= Elliott J. Schuchardt =

American civil liberties attorney (born 1966)

Elliott J. Schuchardt is an American politician, writer and civil liberties activist.

Schuchardt is the author of America's Achilles Heel: How to Protect Your Family When America Loses the Reserve Currency. The book argues that the U.S. dollar is artificially overvalued, due to the dollar's use as the world's reserve currency. Schuchardt argues that the dollar could suffer a material decline in value, if the commodities markets use a different reserve currency in the future.

Schuchardt is a candidate for the Tennessee General Assembly in the August 2026 election.

Schuchardt is known for filing a lawsuit against the federal government, which contended that the United States was unlawfully collecting and searching the national e-mail database. The lawsuit was dismissed in 2020 by the U.S. Court of Appeals for the 3rd Circuit for failure to "rebut the government’s evidence that his claims were untrue".

In 2015, Schuchardt filed and argued the case that obtained the injunction that prevented Sweet Briar College, located in Amherst, Virginia, from closing its doors after more than a century.

==Candidate for the Tennessee General Assembly==

On November 20, 2025, Schuchardt announced that he was running for the Tennessee General Assembly.

Schuchardt is also calling for reform of the law of defamation in Tennessee. Schuchardt says that the existing law is unconstitutional, because it allows a judge to make decisions about the case on the basis of affidavits. He is currently suspended from the practice of law. Schuchardt says that the constitution requires a hearing, to determine issues about credibility.

==America's Achilles Heel==

Schuchardt is the author of America's Achilles Heel: How to Protect Your Family When America Loses the Reserve Currency. The book argues that the U.S. dollar is artificially overvalued, due to the dollar's use as the world's reserve currency. Schuchardt argues that the dollar could suffer a material decline in value, if the commodities markets use a different reserve currency in the future.

Schuchardt reminds his readers of the Tiffin Dilemma, hypothesized by Yale economist Robert Triffin, in the early 1960s. Triffin argued that a national currency used as the world's reserve currency would eventually collapse due to the need to print large quantities of it to keep the global economy running efficiently. This oversupply erodes international faith in the currency, causing its value to fall.

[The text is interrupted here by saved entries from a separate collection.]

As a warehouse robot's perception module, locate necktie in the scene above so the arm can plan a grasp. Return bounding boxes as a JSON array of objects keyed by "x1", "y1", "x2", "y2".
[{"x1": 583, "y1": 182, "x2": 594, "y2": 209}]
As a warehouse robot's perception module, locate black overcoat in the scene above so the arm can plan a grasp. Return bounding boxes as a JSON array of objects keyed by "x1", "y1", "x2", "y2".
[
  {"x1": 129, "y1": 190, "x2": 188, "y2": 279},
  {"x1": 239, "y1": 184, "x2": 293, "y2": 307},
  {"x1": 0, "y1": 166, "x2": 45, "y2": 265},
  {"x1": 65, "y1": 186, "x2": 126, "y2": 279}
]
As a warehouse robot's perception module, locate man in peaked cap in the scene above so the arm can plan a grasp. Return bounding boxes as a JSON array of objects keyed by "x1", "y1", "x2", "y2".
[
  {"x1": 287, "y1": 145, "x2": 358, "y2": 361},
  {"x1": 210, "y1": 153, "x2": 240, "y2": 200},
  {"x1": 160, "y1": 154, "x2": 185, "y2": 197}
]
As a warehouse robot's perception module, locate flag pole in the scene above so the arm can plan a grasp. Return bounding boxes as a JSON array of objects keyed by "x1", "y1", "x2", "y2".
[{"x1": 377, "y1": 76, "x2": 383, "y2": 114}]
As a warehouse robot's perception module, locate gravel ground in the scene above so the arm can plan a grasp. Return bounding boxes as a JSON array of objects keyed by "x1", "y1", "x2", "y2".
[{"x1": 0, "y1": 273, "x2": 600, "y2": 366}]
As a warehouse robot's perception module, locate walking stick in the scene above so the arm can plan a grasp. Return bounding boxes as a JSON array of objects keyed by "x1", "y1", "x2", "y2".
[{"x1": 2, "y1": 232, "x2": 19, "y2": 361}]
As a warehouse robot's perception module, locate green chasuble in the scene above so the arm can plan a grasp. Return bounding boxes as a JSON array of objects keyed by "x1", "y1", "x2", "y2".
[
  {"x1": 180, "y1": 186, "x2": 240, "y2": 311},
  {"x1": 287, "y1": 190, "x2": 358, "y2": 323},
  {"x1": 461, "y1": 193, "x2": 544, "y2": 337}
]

The book argues that the dollar's current value is maintained by a de facto monopoly on global oil sales, a system often defended by military power. If oil markets were to reject the dollar and price oil in an alternative currency, the dollar's value could plummet overnight.

Schuchardt highlights the efforts of the BRICS nations (Brazil, Russia, India, China, and South Africa) to establish a rival reserve currency. This alliance controls a significant portion of the world's oil and grain production, giving them the power to potentially reroute global trade away from the U.S. dollar, causing chaos in American supply chains and a doubling of import prices.

==Government surveillance litigation==

In 2014, Schuchardt filed suit against President Barack Obama and several senior government officials contending that the federal government was improperly collecting and "data-mining" the national e-mail database. The lawsuit was initially dismissed by the District Court on the ground that Schuchardt did not have standing to pursue the case. In 2016, the United States Court of Appeals for the Third Circuit reversed, sending the case back for reconsideration. In 2019, the case was dismissed again for failure to "rebut the government’s evidence that his claims were untrue, that decision was reaffirmed in 2020 by the U.S. Court of Appeals for the 3rd Circuit.

==Sweet Briar College litigation==
In 2015, Sweet Briar College in Amherst, Virginia, announced they would be closing after more than a century due to declining enrollment and an insufficient endowment. In March 2015, Schuchardt filed a lawsuit against the college on behalf of an alumna of the college. The lawsuit alleged that the college's decision to close had damaged the value of the alumna's university degree. Schuchardt subsequently filed an amended complaint on behalf of a number of current and former students of the college.

In April 2015, Schuchardt obtained an injunction on behalf of the student / alumnae group, which prevented the college board from taking any further action to close the school. In June 2015, the Virginia Attorney General's office announced a mediated agreement to keep Sweet Briar College open for the 2015–16 academic year. The agreement called for Sweet Briar College president James Jones to resign.

==National Rifle Association litigation==

Schuchardt represented millionaire activist, David Dell'Aquila, in a class action lawsuit filed against the National Rifle Association of America (NRA) and its President, Wayne LaPierre. The complaint in the case contended that the National Rifle Association and LaPierre, fraudulently solicited donations from donors during the period from 2016 through 2019, because the NRA knew that the donations would not be used for the purposes solicited. Due to Schuchardt's suspension from practicing law, he was ultimately forced to withdraw from the case.